The researchers used artificial intelligence along with low-flying drones and covered about 629 square kilometers.
Their findings also provided insight into the enigmatic purpose of symbols.
The newly found images—an average of 30 feet wide—could have been detected on previous flybys if pilots had known where to look.
But the pampa is so immense that “finding the needle in the haystack is practically impossible without the help of the automation”said Marcus Freitag, an IBM physicist who collaborated on the project.
To identify the new geoglyphs, smaller than the previous ones, the researchers used an application capable of discerning the contours from aerial photographs, no matter how faint they were.
“The artificial intelligence was able to remove 98 percent of the images,” Freitag said.
“Now human experts only have to confirm or reject plausible candidates.”
That 2 percent marked by artificial intelligence amounted to 47,410 potential sites on the desert plain.
Sakai’s team then pored over the high-resolution photos and narrowed the list down to 1,309 candidates.
“They were then classified into three groups based on their potential, allowing us to predict the likelihood that they were real geoglyphs before visiting them,” Sakai explained.
Two years ago, researchers began exploring the most promising sites on foot and with drones, eventually “field-checking” 303 geoglyphs.

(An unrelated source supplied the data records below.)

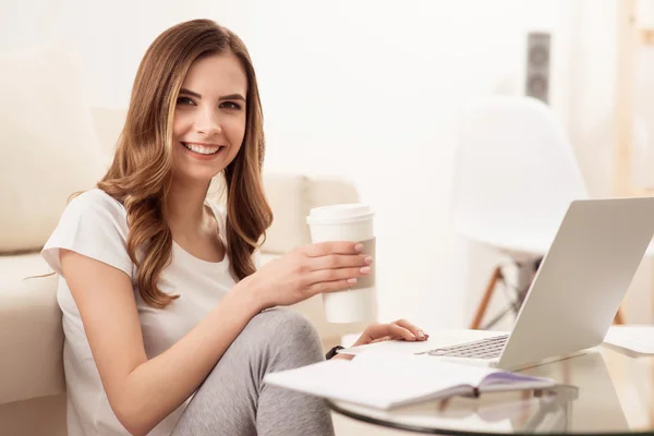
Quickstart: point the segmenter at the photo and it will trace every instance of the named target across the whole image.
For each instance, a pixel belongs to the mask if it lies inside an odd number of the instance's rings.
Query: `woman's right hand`
[[[373,258],[355,242],[304,245],[264,265],[239,284],[255,293],[263,308],[291,305],[323,292],[342,291],[371,272]]]

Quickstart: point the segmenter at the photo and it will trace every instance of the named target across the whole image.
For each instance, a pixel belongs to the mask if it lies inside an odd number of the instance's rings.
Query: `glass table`
[[[327,403],[359,421],[423,434],[654,434],[654,358],[601,346],[521,373],[553,378],[557,386],[390,411]]]

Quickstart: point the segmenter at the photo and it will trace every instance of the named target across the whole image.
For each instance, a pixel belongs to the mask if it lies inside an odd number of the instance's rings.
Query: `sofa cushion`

Among the performances were plants, people, snakes, monkeys, cats, parrots, llamas and a creepy painting of a knife-wielding orca and cutting off a human head.
Of the new figures, 244 were suggested by the technology, while the remaining 59 were identified during field work without help from AI.
Mysteries
The Nazca carved the designs into the earth by scraping the surface composed of rust-colored pebbles to reveal the yellow-gray subsoil.
Little is known about this mysterious culture, which left no written records.
Apart from the engravings, almost all that exists of the civilization are pieces of pottery and a ingenious irrigation network that still works.
The ancient geoglyphs have attracted theories ranging from the religious (they were tributes to powerful gods of the mountains and fertility) to the environmental (they were astronomical guides to predict the infrequent rains in the nearby Andes) or the fantastic (they were landing strips and parking lots for extraterrestrial ships).
Sakai said the geoglyphs were drawn near pilgrimage routes to temples, implying that they functioned as sacred spaces for community rituals, and could be considered planned public architecture.
The newly discovered geoglyphs are found primarily along a network of trails that meandered across the pampas.
Most likely, they were performed by individuals and small groups to share information about rituals and animal husbandry.
Deposit
Although the archaeological site is a restricted and protected area, the lines have been threatened by occasional acts of vandalism.
In 2014, Greenpeace activists left footprints near the colossal hummingbird geoglyph during a protest aimed at delegates at the United Nations climate negotiations in Lima.
Four years later, three geoglyphs were damaged when a truck driver apparently avoided a toll by driving a trailer through the sand.
Sakai noted that marks in places exposed to flash floods and landslides are especially vulnerable.
When these geoglyphs “are partially destroyed by water, it is difficult to determine their original shape,” he explained.
Of the original 1,309 candidates, Sakai estimates that there are at least another 500 undetected figures.
“I think more surprising facts will emerge,” he said.